Zubizarreta, McCourt et Eyraud

Winter is coming et la marge de manoeuvre est désormais très réduite : le projet pourrait exploser avant même d’avoir décollé. La responsabilité de Rudi Garcia est plus qu’établie puisque neuf joueurs sur dix n’évoluent pas à leur meilleur niveau. On peine aussi à se souvenir d’un entraîneur de l’OM s’étant remis d’une telle situation sportive : son départ serait inéluctable dans la plupart des clubs ambitieux. Le hic, c’est que son limogeage représente un tel désaveu pour ses dirigeants qu’il implique leur profonde remise en question. JHE et ses conseillers sauront-ils mettre leur ego de côté pour amener (éventuellement) le club dans la bonne direction, plutôt que dans le mur ? Ce n’est pour l’instant pas évident.

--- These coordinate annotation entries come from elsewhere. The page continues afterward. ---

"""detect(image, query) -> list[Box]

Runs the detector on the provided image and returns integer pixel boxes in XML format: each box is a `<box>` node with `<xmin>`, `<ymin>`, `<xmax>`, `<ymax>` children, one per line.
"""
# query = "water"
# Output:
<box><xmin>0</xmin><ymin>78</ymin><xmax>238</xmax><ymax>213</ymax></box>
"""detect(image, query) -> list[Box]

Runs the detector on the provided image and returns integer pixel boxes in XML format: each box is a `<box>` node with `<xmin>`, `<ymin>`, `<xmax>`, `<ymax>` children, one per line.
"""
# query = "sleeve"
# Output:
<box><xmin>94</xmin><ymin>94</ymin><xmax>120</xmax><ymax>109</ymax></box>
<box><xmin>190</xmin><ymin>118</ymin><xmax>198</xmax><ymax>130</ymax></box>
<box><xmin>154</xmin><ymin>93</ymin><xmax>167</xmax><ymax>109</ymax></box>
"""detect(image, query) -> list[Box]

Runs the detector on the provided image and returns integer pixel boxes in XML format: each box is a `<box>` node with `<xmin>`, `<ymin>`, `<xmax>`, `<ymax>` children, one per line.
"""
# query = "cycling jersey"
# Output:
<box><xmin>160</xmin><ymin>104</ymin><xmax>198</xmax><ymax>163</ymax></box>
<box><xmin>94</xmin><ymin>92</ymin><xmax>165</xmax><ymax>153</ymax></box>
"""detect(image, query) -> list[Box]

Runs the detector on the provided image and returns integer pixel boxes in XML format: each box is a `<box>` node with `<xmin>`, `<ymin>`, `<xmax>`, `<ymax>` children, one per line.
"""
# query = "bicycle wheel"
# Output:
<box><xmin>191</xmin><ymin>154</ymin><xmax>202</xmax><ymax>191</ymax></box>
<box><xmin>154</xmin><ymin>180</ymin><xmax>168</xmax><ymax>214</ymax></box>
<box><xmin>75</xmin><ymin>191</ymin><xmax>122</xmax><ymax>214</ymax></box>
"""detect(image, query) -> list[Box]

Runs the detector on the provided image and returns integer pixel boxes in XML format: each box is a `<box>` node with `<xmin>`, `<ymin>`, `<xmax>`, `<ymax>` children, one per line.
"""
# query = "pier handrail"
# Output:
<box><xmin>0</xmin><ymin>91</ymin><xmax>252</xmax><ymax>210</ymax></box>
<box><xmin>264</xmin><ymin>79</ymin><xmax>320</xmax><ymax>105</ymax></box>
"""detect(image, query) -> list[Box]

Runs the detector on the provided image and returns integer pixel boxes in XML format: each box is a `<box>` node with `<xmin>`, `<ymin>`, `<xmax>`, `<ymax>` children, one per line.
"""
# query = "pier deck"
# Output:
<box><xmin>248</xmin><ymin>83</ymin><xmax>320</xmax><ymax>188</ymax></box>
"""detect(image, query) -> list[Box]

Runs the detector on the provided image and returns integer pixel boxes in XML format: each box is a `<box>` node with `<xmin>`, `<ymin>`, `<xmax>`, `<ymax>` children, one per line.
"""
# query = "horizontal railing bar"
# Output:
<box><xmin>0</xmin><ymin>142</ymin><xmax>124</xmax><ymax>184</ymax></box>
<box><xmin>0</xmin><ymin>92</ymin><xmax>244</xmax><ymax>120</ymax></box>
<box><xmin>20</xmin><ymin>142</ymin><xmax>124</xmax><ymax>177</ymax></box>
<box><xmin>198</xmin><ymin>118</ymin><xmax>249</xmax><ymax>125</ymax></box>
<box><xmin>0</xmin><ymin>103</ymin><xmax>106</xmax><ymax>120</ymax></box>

Un quinquagénaire dans le déni ?

Le président de l’OM l’a annoncé d’emblée : il considère qu’un club de football doit être géré comme une entreprise, et en particulier dans des idéaux d’éthique et de fidélité. Comme Sam ‘Ace’ Rothstein avec Ginger, il a accordé une confiance aveugle et donné la clé du coffre à Rudi Garcia. Il s’est aussi volontairement privé du levier lié à son possible remplacement en anticipant sa prolongation, il y a quelques semaines, malgré les avis mitigés de ses collaborateurs.

JHE a pensé que le coach était l’homme idoine pour manager et piloter l’équipe phocéenne sur le long terme, à la façon d’Arsène Wenger à Arsenal ou de Diego Simeone à l’Atlético Madrid. Il n’a peut-être pas envisagé que ce qui était possible dans un club cosy de Londres ne l’était pas forcément dans le contexte marseillais. Il ne semble pas non plus avoir mesuré les différences de connaissances, en termes de football, entre Garcia et El Cholo.

Il fait aussi peu de doute qu’Eyraud ne s’attendait pas à ce qu’un entraîneur qui avait eu quelques résultats en France et en Italie puisse se révéler être une quiche dans le volet mercato de Football Manager. Car pourquoi faire bosser le directeur sportif et ses scouts, lorsqu’on a un technicien hors pair désireux de tout contrôler et d’assurer toutes les fonctions en même temps ? Le constat est cinglant : en deux ans, le coach marseillais a commis énormément de bourdes.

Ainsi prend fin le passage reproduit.